A true natural oasis in which people can abandon themselves in healthy relaxation in the open air, forgetting the frenetic rhythms of everyday life and the obsessive weight of technology …


It was born with the name of Bosco around the year 1000, even if the traces of the first settlements date back to the V century BC as evidenced by small bronze statues representing animals and warriors, objects that refer to the ancient Phoenician population.

Initially merged with the town of Rivello as a farmhouse and dominated by the Benedictines of Lauria, it gained its autonomy only in 1833 with the name of Nemoli, from the Latin expression Nemus Olim or “once Bosco”.

A change-name occurred with a special Bourbon decree immediately after the destruction of the homonymous village, Bosco del Cilento, to be set up against the Bourbons of Naples in 1828.

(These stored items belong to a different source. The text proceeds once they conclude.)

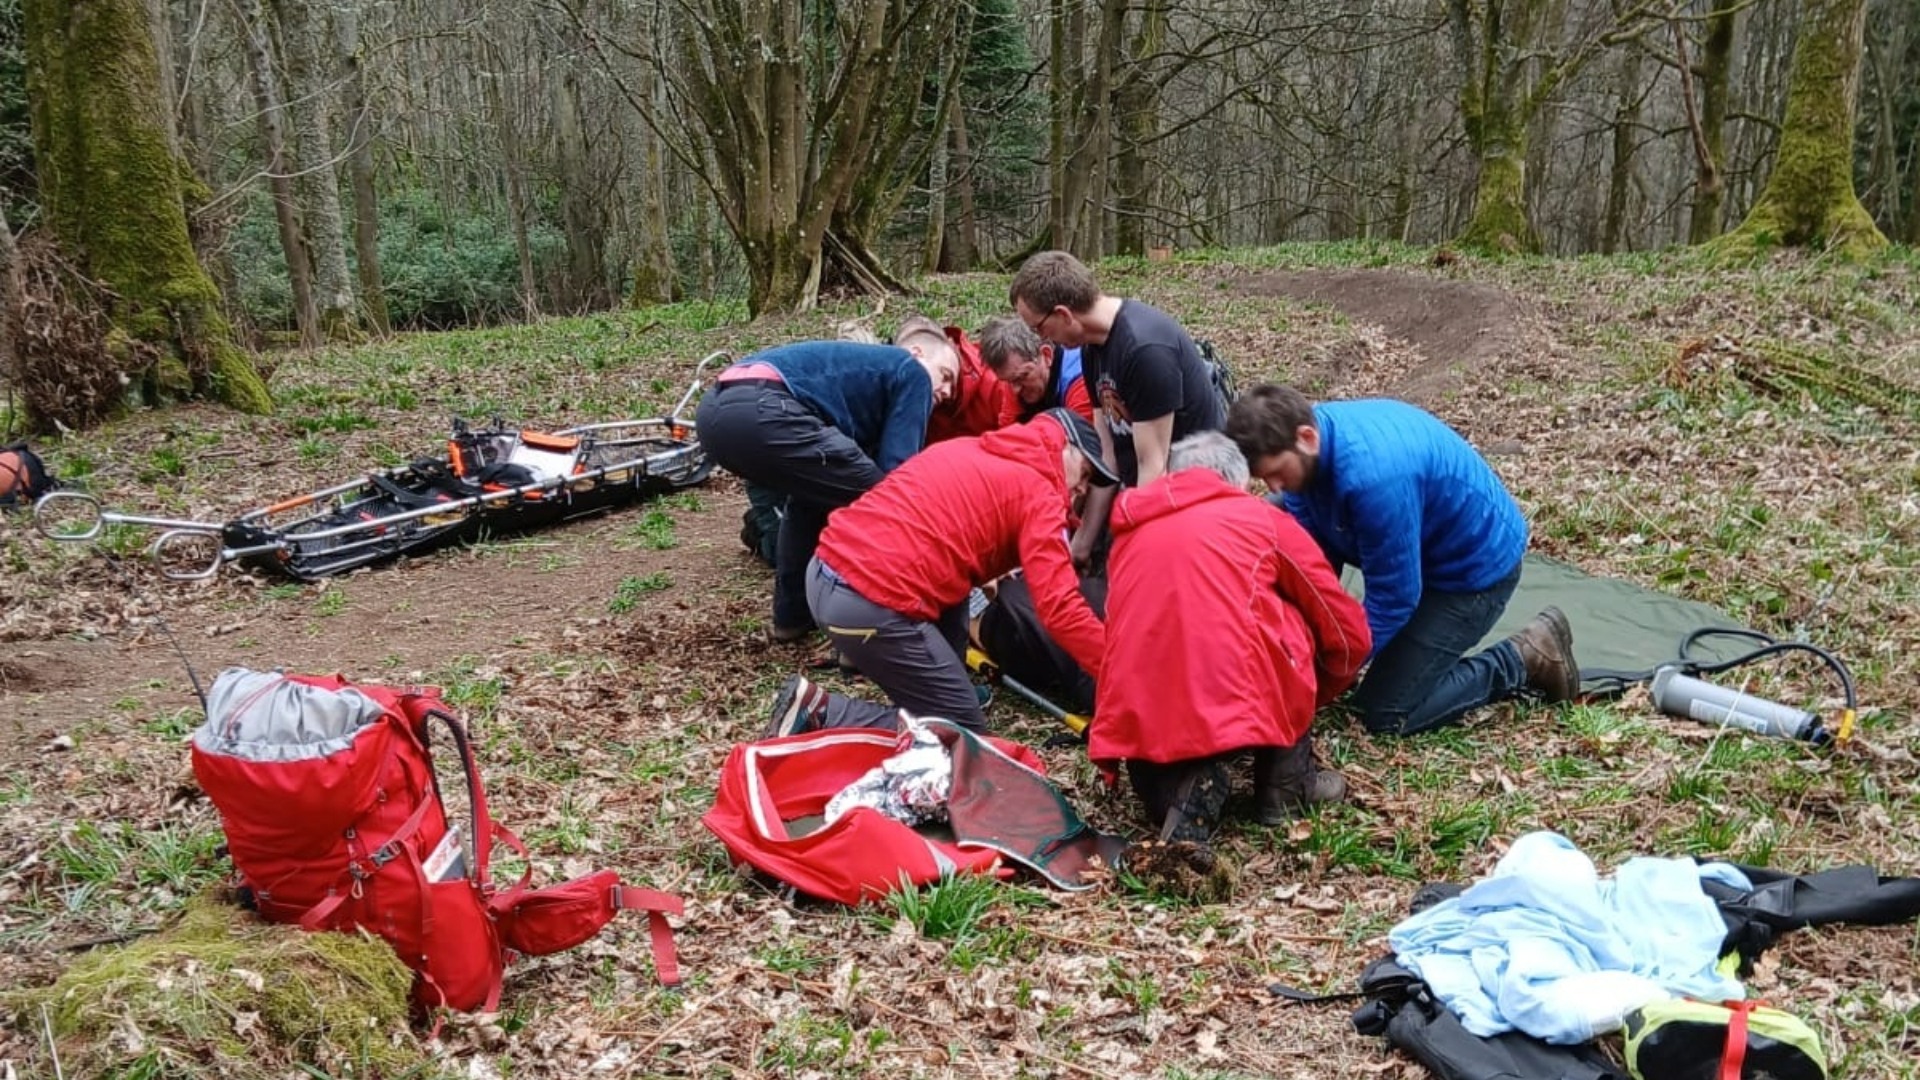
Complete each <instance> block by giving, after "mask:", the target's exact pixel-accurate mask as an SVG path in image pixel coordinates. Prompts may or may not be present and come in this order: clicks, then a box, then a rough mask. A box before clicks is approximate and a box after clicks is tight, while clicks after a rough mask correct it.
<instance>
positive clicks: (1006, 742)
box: [701, 721, 1119, 903]
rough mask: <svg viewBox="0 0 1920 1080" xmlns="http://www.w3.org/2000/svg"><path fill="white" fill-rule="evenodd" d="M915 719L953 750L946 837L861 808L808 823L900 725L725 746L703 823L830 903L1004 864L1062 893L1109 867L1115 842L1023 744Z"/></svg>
mask: <svg viewBox="0 0 1920 1080" xmlns="http://www.w3.org/2000/svg"><path fill="white" fill-rule="evenodd" d="M922 723H924V724H927V726H929V730H933V732H935V734H937V736H939V740H941V742H943V744H945V746H947V748H948V751H950V753H952V794H950V796H948V803H947V805H948V811H950V836H945V838H943V836H927V834H924V832H918V830H914V828H910V826H906V824H902V822H899V821H895V819H891V817H887V815H883V813H879V811H876V809H870V807H856V809H851V811H847V813H845V815H843V817H839V819H837V821H833V824H826V826H818V824H820V821H822V819H824V811H826V805H828V801H829V799H833V796H837V794H841V790H845V788H847V786H849V784H852V782H854V780H860V778H862V776H864V774H866V773H868V771H870V769H874V767H876V765H879V763H881V761H885V759H889V757H893V755H895V753H899V751H900V749H904V748H906V746H908V744H910V740H912V736H910V732H883V730H845V728H843V730H820V732H806V734H797V736H789V738H776V740H766V742H753V744H741V746H735V748H733V751H732V753H728V759H726V763H724V765H722V767H720V790H718V794H716V796H714V805H712V809H710V811H707V817H703V819H701V821H703V824H707V828H708V830H712V834H714V836H718V838H720V844H724V846H726V849H728V853H732V855H733V859H735V861H739V863H747V865H751V867H755V869H756V871H764V872H768V874H772V876H776V878H780V880H783V882H787V884H791V886H793V888H797V890H799V892H804V894H808V896H818V897H824V899H833V901H839V903H860V901H864V899H874V897H881V896H887V894H889V892H893V890H897V888H902V884H904V886H906V888H912V886H920V884H929V882H937V880H939V878H941V876H947V874H962V872H981V874H985V872H993V874H1010V872H1012V869H1014V863H1018V865H1021V867H1027V869H1031V871H1035V872H1039V874H1043V876H1046V878H1048V880H1050V882H1052V884H1056V886H1060V888H1089V884H1091V876H1089V874H1087V871H1091V869H1092V867H1094V863H1096V861H1104V865H1106V867H1112V865H1114V859H1116V857H1117V853H1119V840H1117V838H1112V836H1104V834H1100V832H1096V830H1092V828H1089V826H1087V824H1085V822H1081V821H1079V817H1077V815H1075V813H1073V809H1071V807H1069V805H1068V803H1066V799H1064V798H1062V796H1060V794H1058V790H1054V786H1052V784H1050V782H1046V776H1044V774H1046V767H1044V765H1043V763H1041V759H1039V757H1037V755H1035V753H1033V751H1031V749H1027V748H1025V746H1020V744H1016V742H1004V740H996V738H983V736H975V734H972V732H966V730H964V728H962V726H958V724H952V723H947V721H922ZM816 826H818V828H816Z"/></svg>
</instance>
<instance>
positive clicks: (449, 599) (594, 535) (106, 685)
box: [0, 484, 749, 746]
mask: <svg viewBox="0 0 1920 1080" xmlns="http://www.w3.org/2000/svg"><path fill="white" fill-rule="evenodd" d="M697 502H699V507H697V509H687V507H676V509H672V511H670V513H672V519H674V528H672V546H670V548H649V546H647V544H643V542H637V540H636V538H634V536H632V530H634V527H636V523H637V521H639V515H641V513H645V507H647V505H649V503H639V505H637V507H628V509H622V511H616V513H611V515H605V517H595V519H588V521H578V523H568V525H561V527H555V528H547V530H541V532H538V534H530V536H520V538H503V540H495V542H490V544H482V546H476V548H465V550H449V552H436V553H430V555H424V557H419V559H403V561H399V563H394V565H386V567H372V569H365V571H357V573H351V575H346V577H342V578H336V580H330V582H324V584H321V586H303V588H300V590H298V592H294V590H290V588H284V586H282V582H273V580H253V578H242V577H238V575H236V573H234V571H227V573H228V575H234V578H228V580H217V582H169V580H165V578H159V577H157V575H152V573H146V571H144V569H138V567H134V571H132V573H129V575H127V582H125V584H123V586H121V588H131V590H136V592H144V594H146V596H144V598H142V600H146V601H148V603H152V605H157V611H159V615H161V619H163V621H165V626H167V628H171V632H173V636H175V638H177V640H179V644H180V650H182V651H184V653H186V659H188V661H190V663H192V665H194V669H196V671H198V675H200V678H202V680H209V678H211V676H213V675H215V673H219V671H221V669H223V667H228V665H242V667H259V669H286V671H305V673H346V675H349V676H363V678H376V676H390V678H409V676H419V673H430V671H436V669H444V667H447V665H453V663H461V661H463V657H467V659H470V663H474V665H488V663H492V661H493V659H495V657H497V655H501V653H522V655H541V653H555V655H559V653H566V651H570V650H574V648H578V638H580V636H582V632H584V630H586V628H589V626H597V625H603V623H609V621H636V619H657V617H660V615H662V613H664V611H670V609H674V607H684V605H693V603H701V601H703V598H705V596H708V594H710V592H712V590H714V588H716V584H718V582H720V580H726V578H733V577H737V575H739V573H741V569H743V567H747V565H749V559H747V553H745V550H743V548H741V544H739V538H737V534H739V513H741V507H743V505H745V498H743V496H741V494H739V490H737V486H735V484H714V486H710V488H705V490H701V492H699V500H697ZM628 578H637V580H636V582H634V584H630V586H628V588H626V590H622V580H628ZM276 586H282V588H276ZM108 588H113V586H111V584H109V586H108ZM290 592H292V596H288V594H290ZM616 596H626V598H628V600H630V603H618V601H616ZM612 607H620V611H618V613H614V611H612ZM194 703H196V701H194V696H192V684H190V680H188V676H186V671H184V669H182V663H180V655H179V653H177V651H175V648H173V644H171V640H169V636H167V630H163V628H161V625H159V623H157V621H154V619H150V617H148V619H140V617H129V619H127V621H125V623H123V625H121V626H119V628H117V630H113V632H100V634H98V636H94V634H81V636H61V638H52V640H31V642H15V644H13V648H12V651H10V653H8V665H6V678H0V717H4V719H6V724H4V726H0V732H6V736H8V738H12V740H23V742H25V744H27V746H42V744H46V742H48V740H52V738H58V736H60V734H63V730H65V728H67V726H71V724H75V723H84V721H88V719H96V717H100V715H104V713H109V711H119V713H136V715H154V713H167V711H173V709H182V707H192V705H194Z"/></svg>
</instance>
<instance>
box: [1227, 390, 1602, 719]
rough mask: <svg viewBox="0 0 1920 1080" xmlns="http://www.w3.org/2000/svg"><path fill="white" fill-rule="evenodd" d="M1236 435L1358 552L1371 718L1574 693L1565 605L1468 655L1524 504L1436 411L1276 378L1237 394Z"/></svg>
mask: <svg viewBox="0 0 1920 1080" xmlns="http://www.w3.org/2000/svg"><path fill="white" fill-rule="evenodd" d="M1227 434H1229V436H1231V438H1233V440H1235V444H1238V446H1240V454H1244V455H1246V461H1248V465H1250V469H1252V473H1254V477H1258V479H1260V480H1263V482H1265V484H1267V490H1269V492H1275V496H1273V498H1275V500H1277V502H1279V503H1281V505H1284V507H1286V511H1288V513H1292V515H1294V519H1298V521H1300V525H1302V527H1306V530H1308V532H1309V534H1311V536H1313V540H1317V542H1319V546H1321V550H1323V552H1325V553H1327V559H1329V561H1331V563H1332V567H1334V569H1336V571H1338V569H1340V567H1342V565H1356V567H1359V575H1361V578H1363V582H1365V586H1367V594H1365V607H1367V626H1369V628H1371V630H1373V655H1371V657H1369V667H1367V675H1365V678H1361V680H1359V688H1356V690H1354V707H1356V709H1357V711H1359V719H1361V724H1363V726H1365V728H1367V730H1369V732H1373V734H1419V732H1425V730H1432V728H1438V726H1446V724H1452V723H1457V721H1459V719H1461V717H1463V715H1467V713H1469V711H1473V709H1478V707H1480V705H1488V703H1492V701H1503V700H1507V698H1515V696H1519V694H1536V696H1540V698H1544V700H1548V701H1571V700H1572V696H1574V694H1578V692H1580V665H1578V663H1576V661H1574V655H1572V628H1571V626H1569V625H1567V615H1563V613H1561V609H1559V607H1548V609H1544V611H1542V613H1540V615H1536V617H1534V621H1532V623H1528V625H1526V626H1523V628H1521V630H1519V632H1515V634H1513V636H1509V638H1505V640H1501V642H1496V644H1494V646H1490V648H1486V650H1480V651H1478V653H1473V655H1467V650H1471V648H1473V646H1475V644H1478V642H1480V638H1484V636H1486V632H1488V630H1492V628H1494V625H1496V623H1498V621H1500V617H1501V615H1503V613H1505V611H1507V600H1511V598H1513V590H1515V586H1517V584H1519V580H1521V557H1523V555H1524V553H1526V517H1524V515H1523V513H1521V505H1519V503H1517V502H1513V496H1511V494H1509V492H1507V488H1505V484H1501V482H1500V477H1498V475H1496V473H1494V469H1492V465H1488V463H1486V459H1484V457H1480V454H1478V452H1476V450H1475V448H1473V446H1471V444H1469V442H1467V440H1465V438H1461V436H1459V432H1455V430H1453V429H1452V427H1448V425H1446V423H1444V421H1440V417H1434V415H1432V413H1428V411H1425V409H1419V407H1415V405H1409V404H1405V402H1392V400H1384V398H1380V400H1359V402H1323V404H1319V405H1315V404H1311V402H1308V398H1306V396H1304V394H1302V392H1300V390H1294V388H1292V386H1277V384H1271V382H1269V384H1261V386H1254V388H1252V390H1248V392H1246V394H1242V396H1240V400H1236V402H1235V404H1233V409H1229V415H1227Z"/></svg>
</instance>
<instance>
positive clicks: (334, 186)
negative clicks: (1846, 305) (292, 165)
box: [271, 0, 359, 338]
mask: <svg viewBox="0 0 1920 1080" xmlns="http://www.w3.org/2000/svg"><path fill="white" fill-rule="evenodd" d="M271 2H273V10H275V15H276V17H278V19H280V44H282V48H284V50H286V85H288V90H290V100H292V102H298V108H294V110H288V115H290V117H292V123H294V146H296V156H298V160H300V175H298V177H296V179H294V190H296V192H300V206H301V215H300V217H301V223H303V225H305V227H307V244H309V250H311V252H313V304H315V307H319V311H321V331H323V332H324V334H326V336H328V338H338V336H353V334H355V332H357V331H359V307H357V306H355V302H353V279H351V277H349V275H348V240H346V217H344V215H342V211H340V179H338V177H336V173H334V135H332V133H334V106H332V100H334V79H332V71H330V67H332V65H330V63H326V60H328V58H330V56H332V50H330V48H326V10H324V8H319V6H315V4H311V2H307V0H271Z"/></svg>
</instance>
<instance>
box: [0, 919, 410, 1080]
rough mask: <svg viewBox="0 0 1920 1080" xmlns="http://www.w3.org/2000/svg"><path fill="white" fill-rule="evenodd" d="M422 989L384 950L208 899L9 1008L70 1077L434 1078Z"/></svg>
mask: <svg viewBox="0 0 1920 1080" xmlns="http://www.w3.org/2000/svg"><path fill="white" fill-rule="evenodd" d="M411 984H413V972H409V970H407V969H405V967H403V965H401V963H399V959H397V957H396V955H394V949H390V947H388V945H386V944H384V942H380V940H376V938H363V936H351V934H305V932H300V930H296V928H292V926H271V924H267V922H261V920H257V919H253V917H252V915H248V913H244V911H242V909H238V907H236V905H232V903H227V901H225V899H221V897H217V896H213V894H205V896H202V897H198V899H194V901H192V903H188V905H186V907H184V909H182V913H180V917H179V920H177V922H173V924H171V926H167V928H163V930H159V932H156V934H150V936H144V938H136V940H134V942H131V944H125V945H117V947H104V949H98V951H92V953H88V955H84V957H81V959H79V961H75V963H73V965H71V967H69V969H67V970H65V972H63V974H61V976H60V980H56V982H54V984H52V986H46V988H40V990H31V992H17V994H10V995H6V999H4V1001H6V1009H8V1011H10V1013H12V1015H13V1017H15V1020H17V1022H19V1024H21V1030H40V1032H52V1038H54V1045H56V1047H58V1057H60V1065H61V1068H63V1070H65V1074H67V1076H119V1078H144V1080H175V1078H179V1080H188V1078H198V1076H225V1078H232V1080H253V1078H261V1080H265V1078H278V1076H300V1074H317V1076H342V1078H346V1076H363V1078H372V1076H382V1078H397V1076H420V1078H426V1076H434V1072H428V1068H426V1061H428V1059H426V1057H424V1055H422V1051H420V1047H419V1043H415V1040H413V1036H411V1034H409V1032H407V992H409V988H411ZM42 1049H44V1043H42ZM44 1065H48V1070H46V1072H42V1074H44V1076H54V1070H52V1068H50V1065H52V1061H50V1059H48V1061H46V1063H44Z"/></svg>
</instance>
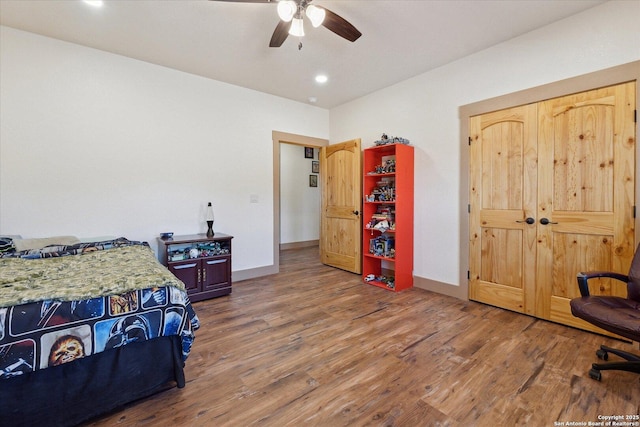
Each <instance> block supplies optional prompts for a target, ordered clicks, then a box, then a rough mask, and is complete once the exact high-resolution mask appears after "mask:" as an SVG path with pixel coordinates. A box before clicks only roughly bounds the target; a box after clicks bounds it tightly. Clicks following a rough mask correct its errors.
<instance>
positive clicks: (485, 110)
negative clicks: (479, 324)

And only a century later, exactly on October the 11th 1938, the Nemolese obtained their own parish with the construction of the Church of Santa Maria delle Grazie.

Its demographic and geographical growth is linked to well-defined events including the arrival of a large part of a population expelled from Calabria, the Waldenses, and later the construction of a consular road called “delle Calabrie” and commissioned by Giuseppe Bonaparte in 1806. This ensured economic prosperity and favoured the creation of factories such as ironworks, copper plants and mills.

A past that still resonates today in the somewhat developed craftsmanship of wood, copper and wrought iron.


Walking through Nemoli is like jumping back in time, inside a small medieval village, lined by alleyways called “strettole”, hosting many ancient stone fountains and embellished by the imposing presence of majestic historic buildings that display portals also stone-made by local stonecutters. It is among these pieces of history that stand out two magnificent churches: the seventeenth-century church Santa Maria delle Grazie and the church of Lake Sirino, next to which we find another building of great interest, Palazzo Filizzola.

Three containers of history and art of the place. Great attractors for those who love art, the past, and the knowledge of the identity of others through these tools.

In the Mother Church of Santa Maria delle Grazie are kept objects of great value: a byzantine style wooden aedicule depicting a polychrome Madonnina dating back to 1300, placed above the high altar, a sixteenth century holy water font and a beautiful rose window of Florentine artistic glass windows .

Instead, the church of the Madonna del Lago is enriched by: a rose window and various Neapolitan school effigies, a wooden sculpture of the Holy Family and a Christ created by the master craftsmen of Ortisei.


The flavors and smells of Nemoli’s cuisine are those of an ancestral tradition, recalled and relived with the classic homemade pasta, vegetables, baked or grilled lamb but especially pork meat. On the table can’t be missed sausage, soppressata, capocollo and various hams.

And for those palates looking for tasty and particular dishes we find the renowned polenta di Nemoli, to whom a festival is also dedicated. Prepared with yellow flour, the polenta is cooked for a long time and then placed under a cloth to rest and cool. Once settled, the dough is sliced with a thread and seasoned with sausage sauce or, alternatively, with peppers, cruschi and potatoes.

Also interesting are dishes such as the so-called ghiummarieddi, entrails rolls, and the “tripe”.